Diary and Autobiography

“What are you writing?” Lulu, my parrot asked. With a nice red band across his neck he appeared as if wearing a bow tie.
“Diary, Lulu, diary. I have been thinking about writing it daily and regularly.” I continued to write.
“Very interesting. I always wanted to know what people write in their diaries. It must be interesting to read. What say you?”
“Lulu, you are not supposed to read other people’s diaries. That’s not done.”
“You men have so much to hide, so you do not allow your diaries to be read by others. Do you write everything that you see, feel and think?”
“Diaries have many purposes. I do not write it as my autobiography. And even autobiographies do not reveal everything about the author’s life.”

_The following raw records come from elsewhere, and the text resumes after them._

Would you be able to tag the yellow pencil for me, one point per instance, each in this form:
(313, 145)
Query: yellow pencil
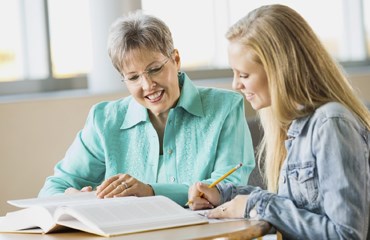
(219, 180)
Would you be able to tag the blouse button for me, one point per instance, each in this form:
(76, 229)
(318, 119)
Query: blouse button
(253, 213)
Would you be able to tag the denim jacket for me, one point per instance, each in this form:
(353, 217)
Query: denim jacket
(324, 185)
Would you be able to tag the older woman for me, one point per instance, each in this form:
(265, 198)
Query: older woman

“Oh, you remind me of what Mark Twain said on oath in the Court. He was asked if the statements in his autobiography were true when he said, ‘Yes, literally, they are true, that is to say they are a product of my impressions — recollections. As sworn testimony they are not worth anything; they are merely literature.’”
“Ha, ha! I have often felt that I could not comprehend why many my parents and other relatives made certain decisions in their life.”
“That’s true. You converse so little about these things. Not even on dinner table.”  
“When the situation is ‘hot’ and difficult, everybody avoids discussion about it. When the issue is amicably resolved we talk about how we did it rather than what were the various aspects of the problem and what we went through.”
“And if it goes wrong, particularly a family issue, the subject often becomes taboo. Nobody says it is taboo, but nobody talks about it.”
“Right!” I agreed. “You said it, Lulu.”
“So why don’t you write all about in your diary? Your children and other relatives will learn what you went through in those difficult situations.”
“The fear is what if they read it during my lifetime!” I said. We both laughed, Lulu rubbed his head on my neck in agreement.

Vivek S Patwardhan
“What you leave behind is not what is engraved in stone monuments, but what is woven into the lives of others.”